How do you break with average statistics?

After seeing a few population percentages being thrown around in Great Debates, I realized that my view of the world does not seem to match with the averages a lot of people taught. For example:

The Divorce Rate. Supposedlym 50% of all marriages have ended in divorce, but out of the hundreds of people who have been married that I could name, only a handful have been divorced. In my world view, it’s ten percent, tops.

Homosexuality. Supposedly, 10% of the world is gay. Although I know there are even a lot of members of the gay community that think this number is too high. But for the sake of the thread, let’s say it’s accurate. For me, I only have a few gay friends, co-workers and aquiantences. And none of my extended family (including aunts, uncles and cousins) is gay (or if they are, they’re not out). In my world view, it’s low single digits, percentagewise.

Lefthandedness. Again, supposedly 10% of the world are lefties. But offhand I can name a couple dozen lefties I personally know. For me, it’s 20%, minimum.

So where do you break with the average statistics of the world? What number surprises you and makes you think, that can’t be right?

I think some are too low, and some are too high.

I think a lot more people are addicted to illegal drugs than the statistics say. To be honest, I don’t know what the stats say on illegal drug use, but whatever it is, the estimate is too low.

As for homosexuality, I’d say it’s between 5% and 10%.

I heard a psychologist on the radio say 1 out of 3 people are more-or-less crazy. I think that’s too high of an estimate. But then again, I don’t interact with “regular” people much; I’m surrounded by engineers all day. So maybe he was right.

You are way off base with divorce statistics. The numbers suggest that most people will divorce at some point but maybe their second or third marriage will last. I come from the rural South and most people I know have been divorced. Don’t think that is a regional thing, I have lived in the Boston area for 11 years and divorces come and go like January snowflakes. I am very surprised when I hear a couple has been together for 20+ years. Most of those have survived an affair or two or they are unhappily married. We are talking about upper middle class to multi-millionaires here. I started a thread on this once. Dopers guessed that the general chance for a successful marriage was between 40% and 20%. It is quite bleak.

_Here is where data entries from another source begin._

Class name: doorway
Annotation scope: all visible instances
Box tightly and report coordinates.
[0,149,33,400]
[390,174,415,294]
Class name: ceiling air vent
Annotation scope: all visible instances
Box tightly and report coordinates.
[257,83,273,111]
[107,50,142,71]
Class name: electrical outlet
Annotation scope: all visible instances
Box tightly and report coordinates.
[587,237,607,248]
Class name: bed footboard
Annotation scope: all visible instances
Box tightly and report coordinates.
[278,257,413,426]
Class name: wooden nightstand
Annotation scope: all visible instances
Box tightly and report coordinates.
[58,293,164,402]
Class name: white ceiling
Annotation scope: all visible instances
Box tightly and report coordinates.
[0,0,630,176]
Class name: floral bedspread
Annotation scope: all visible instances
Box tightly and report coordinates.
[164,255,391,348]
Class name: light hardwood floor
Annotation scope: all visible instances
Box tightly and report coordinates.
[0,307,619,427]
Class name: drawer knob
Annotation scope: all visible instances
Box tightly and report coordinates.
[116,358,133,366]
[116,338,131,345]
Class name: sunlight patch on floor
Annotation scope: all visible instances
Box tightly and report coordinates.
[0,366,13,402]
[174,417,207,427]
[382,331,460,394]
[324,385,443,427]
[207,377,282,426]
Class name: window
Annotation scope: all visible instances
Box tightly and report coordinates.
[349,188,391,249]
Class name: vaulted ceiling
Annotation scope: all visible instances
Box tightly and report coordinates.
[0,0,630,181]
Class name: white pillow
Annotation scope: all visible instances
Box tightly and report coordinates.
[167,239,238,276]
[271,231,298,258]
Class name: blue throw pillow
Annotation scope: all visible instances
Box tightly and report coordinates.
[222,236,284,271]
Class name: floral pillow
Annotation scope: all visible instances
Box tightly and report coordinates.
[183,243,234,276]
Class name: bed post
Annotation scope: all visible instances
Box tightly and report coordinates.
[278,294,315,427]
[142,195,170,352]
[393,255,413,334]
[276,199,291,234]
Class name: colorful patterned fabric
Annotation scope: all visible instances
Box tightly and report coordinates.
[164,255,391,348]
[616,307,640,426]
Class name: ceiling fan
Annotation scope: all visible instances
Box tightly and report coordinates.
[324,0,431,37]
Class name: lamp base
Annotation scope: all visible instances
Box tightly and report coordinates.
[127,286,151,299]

The idea that 10% of people are homosexual is political crap. If you go to San Fransisco or New Orleans, it may seem to be true. Current research indicates that about 1-2% of women are lesbians and about 3 - 5% of males are gay. They tend to cluster so someone in one area may see things completely differently than someone in a different area. The following is not a cliche. Gay people have been some of the most important people to me and my family since I was 18. There is no way they would ever say 10% of the population is gay although you find gay people all over the place. I have known closely high ranking military officers and famous news anchors that were that you never would expect.

You’re an engineer? Hmm. So about that craziness he was talking about…

On the divorce rate: Isn’t it possible that you just don’t know that certain people have been divorced?

I’m thinking of a couple of relatives of mine. Both women were married for a short time in their twenties. There were no kids. They went on to 30+ year marriages with kids. No second divorces. In one case, the early marriage was deliberately concealed, as her mother-in-law-to-be would have had a major freak-out over it. In the other case, it’s not a secret, but barely ever gets mentioned because there’s no reason to mention it. (and it was over 50 years ago anyway!)

One thing to recall about the divorce rate is that it is applied to marriages, not people.

Every time one person divorces (again) and remarries (again), one other person is “off the hook” and does not “need” to get a divorce. Heck, just Mickey Rooney and Elizabeth Taylor probably let one small town go divorce free for years.
I know a couple of people who are working their way through fifth or sixth marriages while I know a lot of people who are still married to their first spouse of 20 or 30 or 50 years.

Unemployment

There are vast swaths of Baltimore, Philly, and DC, as well as the rest of the country, that are unemployed and are not counted as such. Data is collected, analysed and presented in a manner that is useful for policy models but has no bearing on the real world.

I put the real number about 3 - 3.5% higher. Some wingnuts put it much higher than that.

Never married, probably never will.
1.2 on the Kinsey scale, so… straight.
Lefty.

If I’m not mistaken, that divorce statistic counts second and subsequent marriages, so less than half of the population will have divorced unless a lot of people are remarrying after a spouse’s death.

Anecdotes /= data but in my family out of 18 marriages, 9 have ended in divorce, 1 has ended in death, and 8 are still chugging along.

On edit, tomndebb beat me to it.

The thing is, the 50% statistic is not 50% of everyone - a lot of factors influence it. For example, only 25% of couples that married after age 25 divorced within 10 years whereas 48% of couples that married under age 18 did. That’s averaging all races, earning levels, educations, status of employment, religion, geographic location, cohabitation/nonchabitation, etc. Within each of these subgroups there are also statistical variations, such that certain subcategories have very high rates of divorce and others have very low rates of divorce. If the people you know fit into a low-divorce cluster, than your observation that far less than 50% of the people you know are divorce may well be accurate.